Ireland was a separate realm, though
attached to the Crown of England. It had a Parliament
of its own, which followed that of England in its
development, being at first a unicameral council of
magnates, lay and clerical; but after the legislation
of Edward I. a bicameral assembly with a Lower House
formed of representatives of counties and boroughs,
whose consent would be formally necessary to taxation.
Representatives of Ireland were at first called to
Edward’s Parliament at Westminster, but the
inconvenience seems to have been found too great.
Weak, however, was the Parliament of the colony compared
with that of the imperial country. If the Lords
ever showed force, the making of a House of Commons
was not there. The representation, as well as
the proceedings and the records, appears to have been
very irregular. Nothing worthy of the name of
Parliamentary government seems ever to have prevailed.

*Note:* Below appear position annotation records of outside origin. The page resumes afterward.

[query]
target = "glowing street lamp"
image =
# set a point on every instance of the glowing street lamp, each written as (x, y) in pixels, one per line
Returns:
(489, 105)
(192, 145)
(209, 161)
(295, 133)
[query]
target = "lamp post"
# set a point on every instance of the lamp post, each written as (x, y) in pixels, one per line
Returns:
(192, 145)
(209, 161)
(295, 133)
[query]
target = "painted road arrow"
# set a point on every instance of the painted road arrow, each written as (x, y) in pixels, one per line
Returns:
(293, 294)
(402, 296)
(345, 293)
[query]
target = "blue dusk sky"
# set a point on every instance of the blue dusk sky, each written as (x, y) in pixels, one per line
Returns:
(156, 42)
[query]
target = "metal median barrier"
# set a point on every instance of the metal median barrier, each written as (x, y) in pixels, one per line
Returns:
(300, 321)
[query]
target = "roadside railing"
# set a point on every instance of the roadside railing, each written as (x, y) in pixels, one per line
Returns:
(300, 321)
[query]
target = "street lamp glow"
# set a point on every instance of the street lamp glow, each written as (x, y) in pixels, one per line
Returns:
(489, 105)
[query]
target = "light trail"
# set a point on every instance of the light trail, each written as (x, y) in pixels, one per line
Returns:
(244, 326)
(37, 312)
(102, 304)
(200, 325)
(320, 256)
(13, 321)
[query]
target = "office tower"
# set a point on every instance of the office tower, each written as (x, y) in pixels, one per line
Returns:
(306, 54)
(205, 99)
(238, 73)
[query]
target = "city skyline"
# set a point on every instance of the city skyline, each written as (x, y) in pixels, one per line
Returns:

Among those who signed the Great Charter was the Archbishop
of Dublin; but of chartered rights Ireland was not
the scene. There is no appearance of a separate
grant of subsidies by the clerical estate. The
clergy, it seems, were represented by their proctors
in the Lower House, as by the bishops and abbots in
the Upper House. The Parliament appears to have
been generally a tool in the hands of the deputy.
The irregularity of its composition seems to have
extended to its meetings.
From the first the relation between
the feudal realm and that of the tribes was border
war. They were alien to each other in race, language,
and social habits, as well as in political institutions.

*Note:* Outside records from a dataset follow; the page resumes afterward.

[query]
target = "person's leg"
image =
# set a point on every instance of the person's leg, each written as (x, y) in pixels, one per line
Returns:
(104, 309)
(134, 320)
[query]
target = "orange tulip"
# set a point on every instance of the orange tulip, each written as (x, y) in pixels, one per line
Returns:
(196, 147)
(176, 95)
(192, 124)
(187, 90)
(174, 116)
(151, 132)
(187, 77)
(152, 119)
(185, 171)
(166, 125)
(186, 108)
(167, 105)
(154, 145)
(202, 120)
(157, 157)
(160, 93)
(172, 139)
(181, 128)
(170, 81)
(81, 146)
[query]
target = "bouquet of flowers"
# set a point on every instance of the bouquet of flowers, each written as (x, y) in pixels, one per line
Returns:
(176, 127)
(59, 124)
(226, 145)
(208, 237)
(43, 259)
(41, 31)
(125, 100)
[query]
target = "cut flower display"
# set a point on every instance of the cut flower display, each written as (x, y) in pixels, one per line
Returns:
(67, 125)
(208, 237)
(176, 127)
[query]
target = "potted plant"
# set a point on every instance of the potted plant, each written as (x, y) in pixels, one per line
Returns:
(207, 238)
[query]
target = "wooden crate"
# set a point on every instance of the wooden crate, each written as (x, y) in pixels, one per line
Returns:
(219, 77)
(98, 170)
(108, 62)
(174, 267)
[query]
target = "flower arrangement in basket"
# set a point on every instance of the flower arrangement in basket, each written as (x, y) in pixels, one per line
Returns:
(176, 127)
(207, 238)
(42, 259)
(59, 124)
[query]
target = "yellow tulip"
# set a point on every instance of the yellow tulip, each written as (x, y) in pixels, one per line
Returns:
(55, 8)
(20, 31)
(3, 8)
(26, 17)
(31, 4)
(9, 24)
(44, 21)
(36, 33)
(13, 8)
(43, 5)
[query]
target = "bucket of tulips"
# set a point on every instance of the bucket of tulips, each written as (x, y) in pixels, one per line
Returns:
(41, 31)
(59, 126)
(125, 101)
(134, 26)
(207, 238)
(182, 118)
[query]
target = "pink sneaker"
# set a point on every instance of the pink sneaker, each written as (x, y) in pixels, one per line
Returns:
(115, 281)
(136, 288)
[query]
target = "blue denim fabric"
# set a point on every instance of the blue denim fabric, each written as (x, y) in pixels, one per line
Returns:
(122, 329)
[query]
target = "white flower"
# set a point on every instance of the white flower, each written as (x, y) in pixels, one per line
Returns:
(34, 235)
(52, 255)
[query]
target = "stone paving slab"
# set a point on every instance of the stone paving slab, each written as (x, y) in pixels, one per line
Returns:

The Norman could not subdue the Celt, the Celt could
not oust the Norman. The conquest of England
by William of Normandy had been complete, and had given
birth to a national aristocracy, which in time blended
with the conquered race and united with it in extorting
the Great Charter. The Norman colony in Ireland
was left to its feeble resources, and to a divided
command, while the monarchy was far away over sea,
was squandering its forces in French fields, and could
not even project a complete conquest. Besides,
there were the difficulties which the country, with
its broad rivers, its bogs, its mountains and forests,
opposed to the heavy cavalry of the Anglo-Norman.
There was the mobility of a pastoral people, presenting
no cities or centres of any kind for attack, driving
its cattle to the woods on the approach of the invader,
and eluding his pursuit like birds of the air.

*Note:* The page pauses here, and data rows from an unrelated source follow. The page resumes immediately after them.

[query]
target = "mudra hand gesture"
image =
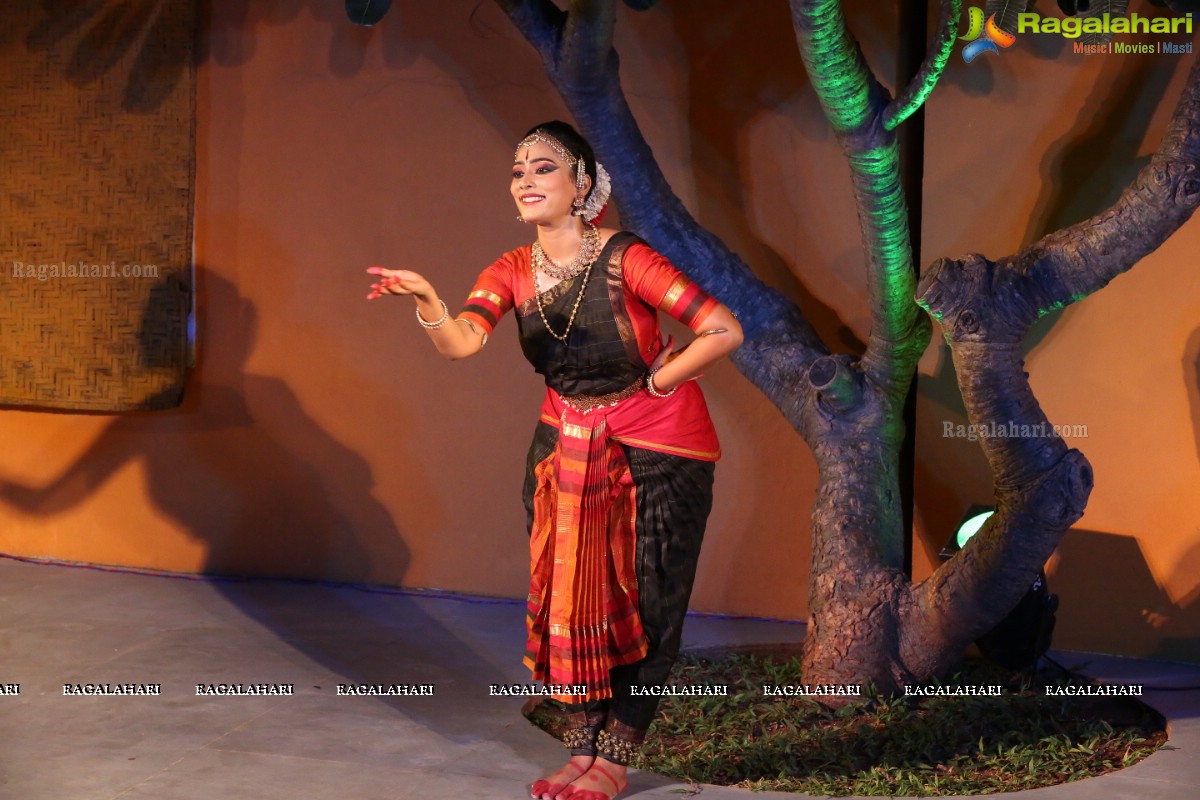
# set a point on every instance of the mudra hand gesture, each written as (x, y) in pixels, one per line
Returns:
(399, 282)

Thus the Anglo-Norman colony failed to become a dominion
and presently dwindled to a pale. Between the
Pale and the Celt incessant war was waged with the
usual atrocity of struggles between the half-civilized
and the savage. Fusion there could be none.
There was not the bond of human brotherhood or that
of a common tongue. On neither side was the murder
of the other race a crime. Never was there a more
inauspicious baptism of a nation.
Anglo-Norman and Celt, feudalist and
tribesman, alike were Catholics. A common religion
might have been a bond, a common clergy might have
been a mediating power. But race and language
prevailed over religion. The Churches, though
outwardly of the same faith, remained inwardly separate,
and not only separate but hostile to each other, the
clergy on both sides sharing the spirit and the atrocities
of race enmity and frontier war. The Church of
the tribes was still very rough and irregular.
The Norman on his part was devout. He was a founder
of monasteries, thereby discharging his conscience
of a load not seldom heavy. Whatever of religious
life and activity there was in the Pale seems to have
been monastic. Our glimpses of the secular clergy
show that they were secular indeed. Among them
not neglect of duty only but criminality appears to
have been rife.
In the little commercial towns of
Danish foundation on the coast which had been taken
over by the Norman, life was probably rather more civilized;
but they were too diminutive to exert any influence
beyond their gates. Galway in time became the
port of an active trade with Spain which is supposed
to have left a Spanish trace on its architecture and
a Spanish strain in the blood of its people.